Thursday, August 8, 2013

Where Do They Go?

I've been thinking about unsuccessful candidates for President and Vice President, partly as a result of my recent post about Sarah Palin, and partly because of this Paul Ryan story at The Daily Beast. I'm struck by the contrast in the post-campaign activities of, not to mention the amount of media attention paid to, the two most recent losing VP candidates. Unlike Palin four years ago, Ryan went back to his day job in the House of Representatives and has pretty much stayed out of the spotlight. Palin went back to her day job, too, at least initially, but the lure of fame and fortune was too much for her and in July, 2009, she famously quit her job as governor and set out to get rich.

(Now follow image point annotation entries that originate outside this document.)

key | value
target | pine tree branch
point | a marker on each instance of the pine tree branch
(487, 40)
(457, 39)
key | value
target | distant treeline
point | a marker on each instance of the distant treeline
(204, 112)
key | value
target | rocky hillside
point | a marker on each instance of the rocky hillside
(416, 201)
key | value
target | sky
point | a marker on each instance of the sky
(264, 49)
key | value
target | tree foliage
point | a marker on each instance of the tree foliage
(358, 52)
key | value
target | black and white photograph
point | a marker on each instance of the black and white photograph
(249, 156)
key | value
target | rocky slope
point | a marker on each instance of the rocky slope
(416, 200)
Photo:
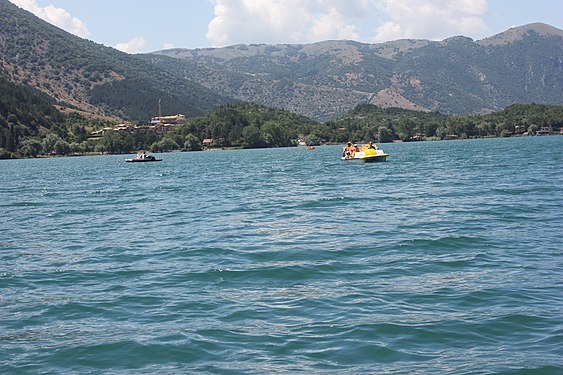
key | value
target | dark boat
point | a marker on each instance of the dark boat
(142, 158)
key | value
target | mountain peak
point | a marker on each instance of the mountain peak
(516, 33)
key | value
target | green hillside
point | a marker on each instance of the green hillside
(325, 80)
(80, 74)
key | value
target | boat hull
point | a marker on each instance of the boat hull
(367, 159)
(133, 160)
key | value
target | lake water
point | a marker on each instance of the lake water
(446, 259)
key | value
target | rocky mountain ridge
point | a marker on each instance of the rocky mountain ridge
(323, 80)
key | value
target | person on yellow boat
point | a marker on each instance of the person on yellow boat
(371, 146)
(348, 151)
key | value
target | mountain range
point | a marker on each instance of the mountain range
(321, 80)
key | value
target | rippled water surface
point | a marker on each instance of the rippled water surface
(446, 259)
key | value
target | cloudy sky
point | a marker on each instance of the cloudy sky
(147, 25)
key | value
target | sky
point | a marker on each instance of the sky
(139, 26)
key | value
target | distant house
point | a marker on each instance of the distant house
(545, 130)
(175, 119)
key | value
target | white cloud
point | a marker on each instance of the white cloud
(56, 16)
(288, 21)
(134, 45)
(431, 19)
(303, 21)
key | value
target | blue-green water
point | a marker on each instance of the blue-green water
(447, 259)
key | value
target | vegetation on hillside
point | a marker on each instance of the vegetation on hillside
(81, 74)
(31, 126)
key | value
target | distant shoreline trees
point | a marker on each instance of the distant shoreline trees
(42, 131)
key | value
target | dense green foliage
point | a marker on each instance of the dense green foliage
(90, 75)
(367, 122)
(325, 80)
(30, 126)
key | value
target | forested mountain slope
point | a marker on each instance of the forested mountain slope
(323, 80)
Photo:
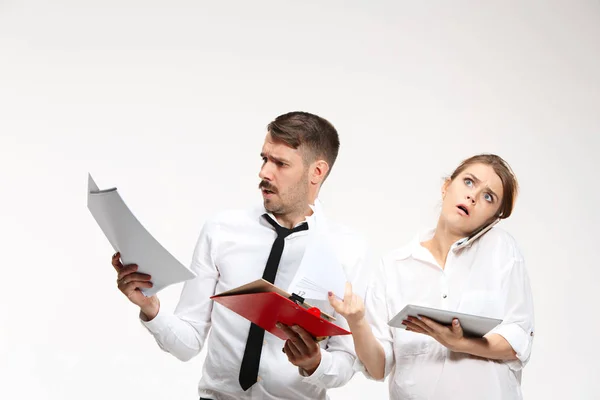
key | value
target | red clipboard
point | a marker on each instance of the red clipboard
(265, 304)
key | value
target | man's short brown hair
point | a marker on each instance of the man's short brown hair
(316, 136)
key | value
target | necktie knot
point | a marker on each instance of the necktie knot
(283, 232)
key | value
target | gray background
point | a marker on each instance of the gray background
(169, 102)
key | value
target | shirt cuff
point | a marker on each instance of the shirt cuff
(157, 324)
(360, 367)
(519, 340)
(324, 365)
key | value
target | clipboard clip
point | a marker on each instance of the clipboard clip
(297, 299)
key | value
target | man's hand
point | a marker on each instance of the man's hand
(129, 282)
(451, 337)
(302, 350)
(352, 308)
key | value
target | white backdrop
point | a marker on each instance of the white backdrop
(169, 102)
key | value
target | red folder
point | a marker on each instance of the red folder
(265, 305)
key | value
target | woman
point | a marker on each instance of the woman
(487, 278)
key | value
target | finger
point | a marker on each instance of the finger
(294, 338)
(307, 339)
(130, 288)
(456, 327)
(116, 261)
(348, 294)
(420, 324)
(127, 270)
(416, 329)
(135, 277)
(337, 305)
(288, 332)
(432, 325)
(291, 350)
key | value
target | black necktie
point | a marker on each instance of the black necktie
(251, 360)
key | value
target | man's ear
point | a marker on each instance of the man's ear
(318, 171)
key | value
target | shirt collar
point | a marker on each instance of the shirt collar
(416, 250)
(316, 219)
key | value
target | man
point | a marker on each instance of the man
(237, 247)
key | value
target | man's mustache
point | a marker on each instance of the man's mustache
(267, 186)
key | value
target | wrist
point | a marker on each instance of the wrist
(358, 324)
(461, 345)
(309, 370)
(150, 311)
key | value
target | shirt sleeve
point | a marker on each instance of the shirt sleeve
(338, 355)
(377, 316)
(183, 333)
(517, 326)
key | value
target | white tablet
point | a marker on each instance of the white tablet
(473, 325)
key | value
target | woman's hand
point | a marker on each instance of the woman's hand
(450, 337)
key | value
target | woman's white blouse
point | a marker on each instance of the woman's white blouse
(487, 278)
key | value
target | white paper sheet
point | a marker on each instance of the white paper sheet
(133, 241)
(320, 271)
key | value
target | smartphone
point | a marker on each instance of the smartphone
(478, 233)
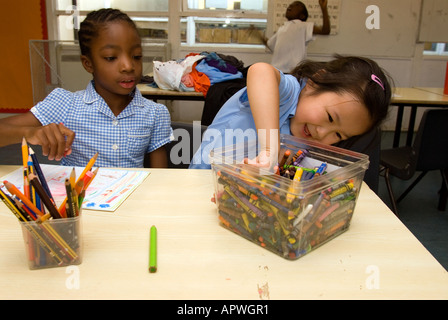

The Ryan story got me thinking: What have other recent losing candidates done? Where do they go, what do they do once the campaign is over? Here's a "blast from the past" list of the losing POTUS/VP candidates going back to 1972. Yes I remembered most of them, but I admit I did a little googling to come up with the complete list.

1972 McGovern/Shriver
1976 Ford/Dole
1980 Carter/Mondale
1984 Mondale/Ferraro
1988 Dukakis/Bentsen
1992 Bush/Quayle
1996 Dole/Kemp
2000 Gore/Lieberman
2004 Kerry/Edwards
2008 McCain/Palin
2012 Romney/Ryan

So what did they all do when the election was over? Some go back to the Senate (McGovern, Bentsen, Lieberman, Kerry and McCain) or the House (Ryan and Ferraro). Defeated incumbents settle into the life of a retired/former POTUS or VP (Ford, Carter, G.H.W. Bush, Quayle, Gore). Some VP nominees regroup to run for the top spot (Mondale and Dole, who were nominated by their respective parties then lost in the general election; and Edwards, who dropped out of the race after a few primaries), and some just go back to whatever they had been doing before (Shriver, Kemp, Romney). Given conventional wisdom that being a governor is a better path to the White House than being a senator, I was surprised to realize that of all the unsuccessful candidates since 1972, only two, Michael Dukakis and Sarah Palin, were sitting governors. When their campaigns were over, they had to go back to their home states and resume trying to govern. In Palin's case that didn't work out so well.

Going back a few years, two candidates actually got their party's presidential nomination twice. Richard Nixon (Nixon's The One...) was the Republican nominee in 1960 and lost to JFK, ran unsuccessfully for governor of California in 1962, then reinvented himself effectively enough to be elected president in 1968. And in the fifties, Adlai Stevenson II (madly for Adlai...) was nominated by the Democrats in 1952 and 1956 and lost to Eisenhower both times.